Dataset Processing Flow¶
This page documents the request decision tree that remains after the director
cleanup. There is no longer a Director class; the name now refers to the
small wrapper around request planning and execution used by WPS processes.
The diagram is written as a blueprint for a future reimplementation: first decide what kind of input was received, then decide whether catalog metadata is needed, then choose between returning existing files and running an operation.
Director Decision Tree¶
flowchart TD
Start(["Request arrives from a WPS process<br/>or workflow stage"])
subgraph Input["1. Understand the input"]
Start --> HasFiles{"Do we already have concrete files<br/>from an earlier workflow step?"}
HasFiles -- yes --> DirectFiles["Normalize those files<br/>and run the requested operation"]
HasFiles -- no --> Project["Read the project from<br/>the requested collection id"]
end
subgraph Catalog["2. Resolve catalog data when needed"]
Project --> UsesCatalog{"Does this project use<br/>a Rook catalog?"}
UsesCatalog -- no --> PlainOperation["Keep the original collection<br/>and run the operation"]
UsesCatalog -- yes --> Search["Search the catalog<br/>for collection and time"]
Search --> Found{"Did the catalog find<br/>every requested collection?"}
Found -- no --> Reject["Reject the request<br/>as an invalid collection"]
end
subgraph Choice["3. Choose response type"]
Found -- yes --> WantsOriginal{"Can the request return<br/>existing catalog files?"}
WantsOriginal -- "yes: original_files<br/>or atlas shortcut" --> CatalogOriginal["Return catalog download URLs"]

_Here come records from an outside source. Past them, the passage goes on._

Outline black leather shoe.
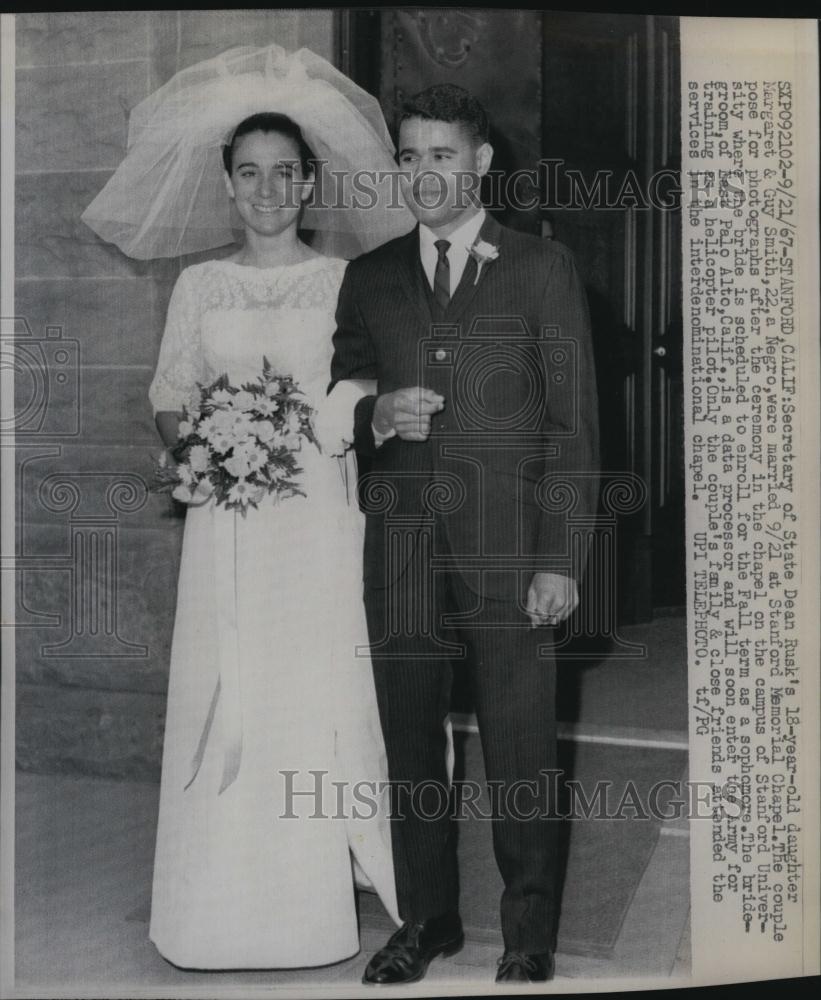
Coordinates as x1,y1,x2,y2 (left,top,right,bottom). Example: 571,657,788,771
496,951,556,983
362,913,465,986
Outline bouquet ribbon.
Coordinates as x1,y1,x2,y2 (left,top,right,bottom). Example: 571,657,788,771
185,504,242,795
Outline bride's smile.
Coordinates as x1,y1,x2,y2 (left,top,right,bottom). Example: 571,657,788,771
225,131,314,238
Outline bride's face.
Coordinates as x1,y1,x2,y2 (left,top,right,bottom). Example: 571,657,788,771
225,132,313,236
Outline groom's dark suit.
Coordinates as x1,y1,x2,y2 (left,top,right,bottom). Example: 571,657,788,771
332,217,598,953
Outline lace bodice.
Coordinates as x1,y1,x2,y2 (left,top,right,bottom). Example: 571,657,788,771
148,257,347,413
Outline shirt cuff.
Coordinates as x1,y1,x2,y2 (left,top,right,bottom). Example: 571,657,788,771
371,424,396,448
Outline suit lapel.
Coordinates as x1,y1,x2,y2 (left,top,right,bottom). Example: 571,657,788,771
394,226,434,329
445,215,503,323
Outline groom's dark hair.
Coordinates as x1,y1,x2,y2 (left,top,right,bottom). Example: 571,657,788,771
399,83,490,145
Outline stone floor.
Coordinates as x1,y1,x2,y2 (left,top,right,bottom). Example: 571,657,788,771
15,774,689,997
11,618,690,1000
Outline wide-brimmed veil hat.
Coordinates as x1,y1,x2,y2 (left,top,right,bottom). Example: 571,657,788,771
82,45,414,260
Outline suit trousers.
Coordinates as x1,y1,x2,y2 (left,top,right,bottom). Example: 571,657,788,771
365,527,559,953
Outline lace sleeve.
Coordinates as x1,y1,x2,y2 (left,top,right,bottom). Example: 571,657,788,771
148,268,203,414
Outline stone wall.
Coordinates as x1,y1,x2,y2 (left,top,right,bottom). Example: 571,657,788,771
14,10,334,778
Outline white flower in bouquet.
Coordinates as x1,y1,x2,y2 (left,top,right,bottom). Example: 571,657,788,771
211,389,234,407
188,444,211,472
222,455,251,479
233,389,256,413
171,479,214,507
254,420,276,444
177,462,197,486
254,399,279,417
228,479,265,506
232,441,268,472
152,358,318,516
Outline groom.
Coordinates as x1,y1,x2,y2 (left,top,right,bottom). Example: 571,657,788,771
332,85,597,984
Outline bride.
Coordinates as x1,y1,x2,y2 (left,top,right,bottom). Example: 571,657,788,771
83,46,411,969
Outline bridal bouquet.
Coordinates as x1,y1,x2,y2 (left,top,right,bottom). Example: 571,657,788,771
151,358,317,516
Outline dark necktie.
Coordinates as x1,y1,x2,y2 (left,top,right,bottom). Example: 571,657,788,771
433,240,450,312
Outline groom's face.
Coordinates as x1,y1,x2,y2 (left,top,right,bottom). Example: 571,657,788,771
398,118,493,229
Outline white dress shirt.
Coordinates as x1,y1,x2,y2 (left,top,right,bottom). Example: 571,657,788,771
371,209,487,448
419,209,487,298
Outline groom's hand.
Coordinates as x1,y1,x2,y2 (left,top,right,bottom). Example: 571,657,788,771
526,573,579,628
373,385,445,441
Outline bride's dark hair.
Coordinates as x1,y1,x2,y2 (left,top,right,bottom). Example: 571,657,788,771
222,111,316,175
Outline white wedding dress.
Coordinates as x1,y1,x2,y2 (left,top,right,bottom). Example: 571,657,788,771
149,257,398,969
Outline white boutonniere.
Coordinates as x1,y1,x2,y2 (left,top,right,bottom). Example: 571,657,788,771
468,240,499,285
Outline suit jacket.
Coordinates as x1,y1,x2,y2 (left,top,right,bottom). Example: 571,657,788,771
331,216,598,599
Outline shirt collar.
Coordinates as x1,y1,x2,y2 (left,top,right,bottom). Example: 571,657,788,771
419,208,487,253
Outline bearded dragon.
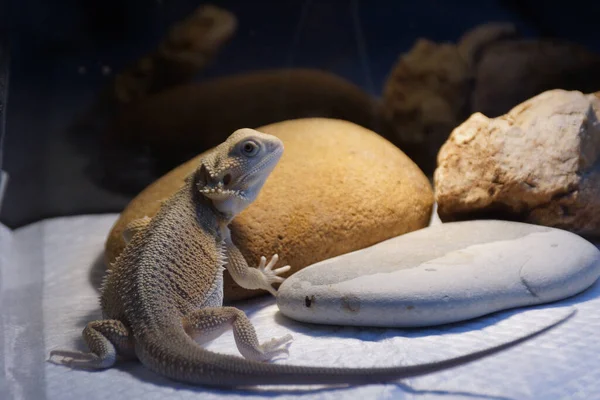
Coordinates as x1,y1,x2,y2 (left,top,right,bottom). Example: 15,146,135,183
49,129,568,387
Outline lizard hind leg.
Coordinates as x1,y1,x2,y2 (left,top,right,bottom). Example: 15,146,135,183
48,320,134,369
122,216,152,244
183,307,292,361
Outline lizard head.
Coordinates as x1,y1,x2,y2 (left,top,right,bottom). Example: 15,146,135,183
195,128,283,217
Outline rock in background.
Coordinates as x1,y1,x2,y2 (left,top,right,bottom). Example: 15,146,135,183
106,118,433,301
434,90,600,236
383,23,600,174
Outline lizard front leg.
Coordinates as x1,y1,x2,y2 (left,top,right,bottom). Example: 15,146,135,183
48,319,135,369
122,216,152,244
183,307,292,361
224,237,291,296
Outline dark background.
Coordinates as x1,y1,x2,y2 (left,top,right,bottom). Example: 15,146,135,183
0,0,600,227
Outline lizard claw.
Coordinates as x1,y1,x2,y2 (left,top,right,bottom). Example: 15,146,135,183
48,350,104,368
257,254,292,296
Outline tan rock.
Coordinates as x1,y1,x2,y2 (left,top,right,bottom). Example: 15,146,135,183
106,118,433,300
382,23,600,174
434,90,600,235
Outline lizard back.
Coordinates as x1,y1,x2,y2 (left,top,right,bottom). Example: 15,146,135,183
101,180,225,331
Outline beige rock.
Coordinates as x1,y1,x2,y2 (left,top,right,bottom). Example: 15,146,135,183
382,23,600,174
434,90,600,235
106,118,433,300
109,4,237,105
382,39,472,173
109,68,378,152
471,39,600,117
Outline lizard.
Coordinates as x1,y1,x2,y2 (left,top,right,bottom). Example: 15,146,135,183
48,128,572,387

WantsOriginal -- no --> ChangesData{"Does the operation need<br/>new data to be written?"}
ChangesData -- "yes: average, regrid,<br/>or dimension change" --> CatalogOperation["Resolve catalog files<br/>for processing"]
ChangesData -- no --> Aligned{"Does the subset match<br/>whole source files?"}
Aligned -- yes --> AlignedOriginal["Return only the matching<br/>download URLs"]
Aligned -- no --> CatalogOperation
end
subgraph Run["4. Execute or adapt the result"]
DirectFiles --> BuildSources["Build dataset sources"]
PlainOperation --> BuildSources
CatalogOperation --> BuildSources
BuildSources --> Open["Detect data format and transport<br/>NetCDF, Zarr, Kerchunk, file, HTTP, S3"]
Open --> Fixes["Apply internal dataset fixes<br/>when a dataset id is known"]
Fixes --> Operation["Run subset, average,<br/>regrid, concat, or weighted average"]
CatalogOriginal --> OriginalResponse["Return original-file response"]
AlignedOriginal --> OriginalResponse
Operation --> OutputResponse["Return operation output files"]
end
Decision Ownership¶
rook.operations.execution.Operator.call decides whether a request is already
a file list from a previous workflow step. Those requests bypass catalog
planning and run the operation runner directly with a FileMapper.
rook.director.planning.plan_request handles catalog-backed requests. It
resolves the project, validates catalog search results, and chooses between an
original-file response and operation execution.
rook.director.execution.execute_plan adapts the plan into output URIs. It
collects original file URLs when processing is skipped, otherwise it prepares
operation inputs and calls the operation runner.
rook.operations.consolidate converts operation collections into
DatasetSource values. It keeps direct Zarr, Kerchunk, and S3 inputs out of
catalog lookup, resolves catalog-backed NetCDF datasets to files, and preserves
dataset IDs where they are needed for dataset fixes.
rook.io.datasets owns format and transport detection, storage options, and
dataset opening. Catalog-specific fixes are applied only when a DatasetSource
has a dataset ID.
Blueprint for Reimplementation¶
The future director should be a planner, not an operation runner. It should return one explicit decision value that describes what the caller must do next:
reject the request with a known error;
return original files;
run an operation with the original collection;
run an operation with catalog-resolved dataset sources.
The planner should keep these responsibilities separate:
input classification: workflow files versus collection IDs;
project and catalog resolution;
original-file eligibility;
subset-to-file alignment;
construction of operation sources;
WPS response and exception adaptation.
The execution side should be boring on purpose. Given a plan, it should either collect original-file URLs or prepare operation inputs and call the supplied runner. It should not repeat catalog decisions.
A future type model could make the decision tree easier to read in code:
RequestDecision = (
InvalidRequest
| ReturnOriginalFiles
| RunWithOriginalCollection
| RunWithResolvedSources
)
The important boundary is that catalog planning decides what should happen, while operation execution decides how to run the selected operation.